Merak me trae un vaso de agua y seguimos conversando.
-Tú encierro es sensual. Te aprovechas de tu debilidad pero te tengo rencor y mi rencor es un signo de mi debilidad.
-Algún día me escabulliré.
-La salida de emergencias está en una prescripción médica, pero no cabemos tú y yo por ella, sino al contrario, nos da la certeza cruel de estar atrapados en el mundo que existe detrás del papel.
-El amor todo lo pudre.
-Salte del lado viscoso y asqueroso de tus pensamientos.
-No quiero ni el cielo ni el infierno. Quiero mi antiguo corazón, hinchado y obscurecido. Solo quiero eso.
-Loulú, make me love.
-Por favor Merak, oríllame a la inutilidad mental, no me dejes en este estado.




Epilogo:

¿Quién aventó puñados de sal a mi herida?

Siento en el abdomen una reunión de demonios en mis días contados. 
Estoy sentada en el metrobús sola, es casi media noche y añoro mi hogar.
Dios se subió en la penúltima estación y sacó su pistolita de agua bendita y me apuntó al vientre. El ombligo me duele cada día más, Dios ríe y me da un beso en la mejilla, me limpio su baba viscosa y se salen mis lágrimas.  Me pide perdón y me regala una caja con paletas chupa chups que saben a chocolate y cereza.  Cuando ve que estoy saboreando una toma mi cabeza por la cabellera y jala hacía atrás, mete su pistolita en mi boca y dispara.

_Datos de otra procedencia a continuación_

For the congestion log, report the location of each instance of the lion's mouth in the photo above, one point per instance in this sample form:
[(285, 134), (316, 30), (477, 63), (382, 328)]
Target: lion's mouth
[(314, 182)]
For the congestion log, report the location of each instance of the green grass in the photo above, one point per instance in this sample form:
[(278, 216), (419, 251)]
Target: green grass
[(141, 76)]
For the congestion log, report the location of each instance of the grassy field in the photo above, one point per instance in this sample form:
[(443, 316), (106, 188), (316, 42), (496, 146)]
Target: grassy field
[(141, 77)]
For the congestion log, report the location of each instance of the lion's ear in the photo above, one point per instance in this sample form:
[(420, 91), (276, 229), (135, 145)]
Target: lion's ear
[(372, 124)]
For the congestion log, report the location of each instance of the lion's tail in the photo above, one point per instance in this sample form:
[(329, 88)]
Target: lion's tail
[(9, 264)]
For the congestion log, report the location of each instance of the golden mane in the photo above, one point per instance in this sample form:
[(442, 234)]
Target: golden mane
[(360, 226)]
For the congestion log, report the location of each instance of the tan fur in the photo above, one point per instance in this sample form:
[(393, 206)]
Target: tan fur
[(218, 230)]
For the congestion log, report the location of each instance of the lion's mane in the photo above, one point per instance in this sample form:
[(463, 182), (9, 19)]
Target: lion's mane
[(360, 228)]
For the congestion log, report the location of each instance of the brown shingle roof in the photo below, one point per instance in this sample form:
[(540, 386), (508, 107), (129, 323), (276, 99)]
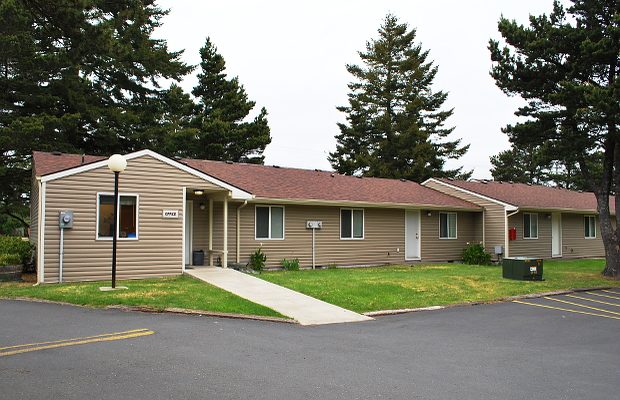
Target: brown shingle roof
[(531, 196), (300, 184), (288, 183)]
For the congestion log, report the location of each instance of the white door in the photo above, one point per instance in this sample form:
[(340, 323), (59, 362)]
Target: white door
[(412, 235), (556, 235), (189, 229)]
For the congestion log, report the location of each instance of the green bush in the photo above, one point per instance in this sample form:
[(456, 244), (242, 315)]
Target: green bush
[(258, 259), (292, 265), (474, 254), (15, 248)]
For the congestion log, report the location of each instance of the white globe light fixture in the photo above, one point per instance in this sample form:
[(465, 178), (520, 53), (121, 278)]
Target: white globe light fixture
[(117, 163)]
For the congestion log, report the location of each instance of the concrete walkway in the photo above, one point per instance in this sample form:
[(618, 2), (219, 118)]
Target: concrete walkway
[(304, 309)]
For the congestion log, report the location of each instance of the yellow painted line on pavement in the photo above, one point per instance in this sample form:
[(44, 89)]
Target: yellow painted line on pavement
[(70, 342), (565, 309), (581, 305), (596, 301), (604, 295)]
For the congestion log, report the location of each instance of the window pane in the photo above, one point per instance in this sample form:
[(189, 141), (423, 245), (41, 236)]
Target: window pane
[(277, 222), (452, 227), (106, 216), (443, 225), (128, 216), (345, 224), (534, 225), (358, 224), (590, 227), (526, 226), (262, 222)]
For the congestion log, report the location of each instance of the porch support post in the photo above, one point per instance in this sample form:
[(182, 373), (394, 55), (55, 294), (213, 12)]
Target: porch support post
[(225, 250), (210, 232)]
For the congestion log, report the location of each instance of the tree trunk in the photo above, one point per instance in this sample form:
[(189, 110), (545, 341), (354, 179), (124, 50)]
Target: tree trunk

Yo me escurro, no puedo respirar, veo unas uñas clavadas en mis muslos, el dolor ha atravesado mis retinas. Dios se caga de risa y me grita ¡chupa mi verga! Tomo aire y lo miro. Dios se caga ahora de furia. Se enoja, sabe que le chuparía la verga mil veces mientras me meto los dedos en el coño.

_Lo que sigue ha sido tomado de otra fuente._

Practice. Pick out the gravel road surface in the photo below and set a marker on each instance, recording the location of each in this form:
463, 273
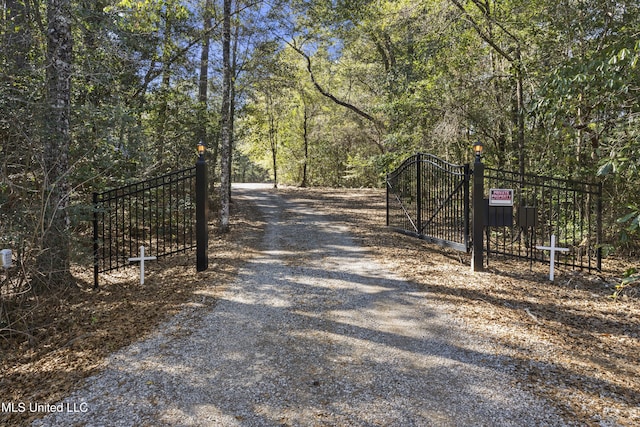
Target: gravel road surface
313, 332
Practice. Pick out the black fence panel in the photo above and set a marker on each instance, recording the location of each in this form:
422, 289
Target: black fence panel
158, 213
571, 210
429, 198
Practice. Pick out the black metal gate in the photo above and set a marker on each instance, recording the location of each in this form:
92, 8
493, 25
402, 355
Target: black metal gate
428, 198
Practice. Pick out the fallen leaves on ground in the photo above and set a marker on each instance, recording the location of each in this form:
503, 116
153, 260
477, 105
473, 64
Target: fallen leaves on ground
566, 341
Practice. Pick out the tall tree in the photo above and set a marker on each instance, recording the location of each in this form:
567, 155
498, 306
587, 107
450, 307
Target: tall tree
53, 261
226, 119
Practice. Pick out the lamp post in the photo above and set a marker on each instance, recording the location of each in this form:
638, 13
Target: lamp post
202, 211
477, 260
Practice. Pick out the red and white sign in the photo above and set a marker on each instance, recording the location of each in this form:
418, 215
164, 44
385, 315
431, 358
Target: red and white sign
501, 197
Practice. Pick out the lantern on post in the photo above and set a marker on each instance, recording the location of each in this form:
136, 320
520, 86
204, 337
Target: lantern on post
477, 260
202, 211
477, 150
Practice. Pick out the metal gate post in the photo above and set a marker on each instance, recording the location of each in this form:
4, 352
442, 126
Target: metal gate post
467, 207
419, 193
477, 260
202, 212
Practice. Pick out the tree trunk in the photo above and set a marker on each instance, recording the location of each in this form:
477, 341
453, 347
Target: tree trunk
305, 136
204, 77
225, 158
53, 261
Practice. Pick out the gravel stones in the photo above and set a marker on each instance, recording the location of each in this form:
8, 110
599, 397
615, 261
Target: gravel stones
312, 332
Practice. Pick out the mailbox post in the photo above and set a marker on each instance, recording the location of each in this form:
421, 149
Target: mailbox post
477, 260
202, 212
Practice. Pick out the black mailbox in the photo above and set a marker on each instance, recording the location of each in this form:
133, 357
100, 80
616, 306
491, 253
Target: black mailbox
498, 216
527, 216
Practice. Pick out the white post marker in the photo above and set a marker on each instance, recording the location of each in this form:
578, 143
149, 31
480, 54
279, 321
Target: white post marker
552, 249
142, 259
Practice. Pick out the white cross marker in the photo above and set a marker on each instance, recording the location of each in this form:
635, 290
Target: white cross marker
552, 249
142, 259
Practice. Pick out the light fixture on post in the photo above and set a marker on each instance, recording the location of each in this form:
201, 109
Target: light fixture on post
201, 149
477, 149
202, 211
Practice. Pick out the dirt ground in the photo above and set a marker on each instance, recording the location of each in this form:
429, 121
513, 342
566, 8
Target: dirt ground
567, 341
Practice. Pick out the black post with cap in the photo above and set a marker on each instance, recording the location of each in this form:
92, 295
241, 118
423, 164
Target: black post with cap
477, 260
202, 211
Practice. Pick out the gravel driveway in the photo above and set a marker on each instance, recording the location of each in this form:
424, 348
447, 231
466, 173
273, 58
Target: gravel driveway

Las luces blancas pegaban en mi cara de mil orgasmos olvidados por no poder nunca ocultarlos. Seré malvada por no entender las matemáticas que huelen a azufre, seré malvada por quien aventó puñados de sal en mi herida de recién nacida.

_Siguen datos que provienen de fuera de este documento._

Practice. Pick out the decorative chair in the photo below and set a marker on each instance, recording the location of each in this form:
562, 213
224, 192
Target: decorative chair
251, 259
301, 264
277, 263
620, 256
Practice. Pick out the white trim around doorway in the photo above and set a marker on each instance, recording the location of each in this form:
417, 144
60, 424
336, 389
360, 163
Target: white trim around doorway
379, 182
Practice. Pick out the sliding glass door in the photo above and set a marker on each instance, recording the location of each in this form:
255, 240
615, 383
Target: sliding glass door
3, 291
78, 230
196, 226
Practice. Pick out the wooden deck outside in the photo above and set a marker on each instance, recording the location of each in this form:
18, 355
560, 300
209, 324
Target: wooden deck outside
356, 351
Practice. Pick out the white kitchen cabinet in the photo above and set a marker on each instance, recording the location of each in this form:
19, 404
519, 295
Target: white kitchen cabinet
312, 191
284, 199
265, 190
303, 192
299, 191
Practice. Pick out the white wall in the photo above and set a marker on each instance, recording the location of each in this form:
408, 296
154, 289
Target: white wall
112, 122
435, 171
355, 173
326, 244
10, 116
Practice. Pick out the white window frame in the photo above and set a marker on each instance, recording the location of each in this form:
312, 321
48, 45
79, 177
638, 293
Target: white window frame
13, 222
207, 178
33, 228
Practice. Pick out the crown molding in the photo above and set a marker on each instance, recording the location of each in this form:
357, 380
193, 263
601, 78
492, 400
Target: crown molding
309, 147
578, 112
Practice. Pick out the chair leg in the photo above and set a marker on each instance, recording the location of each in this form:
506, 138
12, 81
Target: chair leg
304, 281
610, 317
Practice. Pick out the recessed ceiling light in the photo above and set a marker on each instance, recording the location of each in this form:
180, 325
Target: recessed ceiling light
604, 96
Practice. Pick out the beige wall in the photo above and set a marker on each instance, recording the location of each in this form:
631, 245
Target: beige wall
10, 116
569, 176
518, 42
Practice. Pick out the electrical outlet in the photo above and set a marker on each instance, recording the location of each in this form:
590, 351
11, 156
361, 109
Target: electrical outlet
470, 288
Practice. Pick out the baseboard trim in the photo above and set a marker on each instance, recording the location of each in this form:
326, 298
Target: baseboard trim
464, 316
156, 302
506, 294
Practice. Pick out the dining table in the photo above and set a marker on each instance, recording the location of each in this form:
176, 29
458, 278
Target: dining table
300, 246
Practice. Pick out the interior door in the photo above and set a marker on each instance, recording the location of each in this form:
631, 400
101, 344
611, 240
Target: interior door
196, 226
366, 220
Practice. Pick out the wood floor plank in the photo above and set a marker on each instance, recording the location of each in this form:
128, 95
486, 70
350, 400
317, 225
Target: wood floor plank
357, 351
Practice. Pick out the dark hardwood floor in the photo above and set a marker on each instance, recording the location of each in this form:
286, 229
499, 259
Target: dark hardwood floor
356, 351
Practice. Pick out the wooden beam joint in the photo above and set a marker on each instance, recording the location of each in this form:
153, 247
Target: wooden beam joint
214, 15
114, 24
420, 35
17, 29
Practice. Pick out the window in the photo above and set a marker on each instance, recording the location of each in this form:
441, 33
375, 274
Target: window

No aguanto y fumo. La ciudad no me da miedo, nadie camina como yo, soy una soberana altanera que viaja con una víbora luminosa como castigo por pecar.
Estoy dispuesta a renunciar a los recuerdos.
Estoy dispuesta a admitir que no tengo voluntad.
Me conferiré al vuelo nocturno y condenarme a depender de tu desprecio… Eres todo lo que odio. ¿Cómo evitaré pudrirme sin haber muerto?
Me siento inútil ¿a quién le escribo? ¿Por qué te escribo?
Algo me duele y no lo perdonaré.
Solo no me mires con tus ojos ambiguos que no tolero la actitud pusilánime de los amantes.
Daniello el cocodrilo me dice con su voz suave que pasará. Y no me gusta lo que me dice. Sobre su cabeza repta su consciencia y me pide que la sacuda porque sus patas son muy cortas.
“No olvidaré tu nombre, malvado en colores verdes y amarillos, toda tu pus se escapó. Él, Meyer, supondrá que me has infectado pero lloré por haber llorado y no eres mi amigo, eres la melancolía”.
Mis ojos son unos hijos de puta que no se pueden controlar y me delatan. Y le doy una laguna  de lágrimas a Daniello para que se sienta feliz.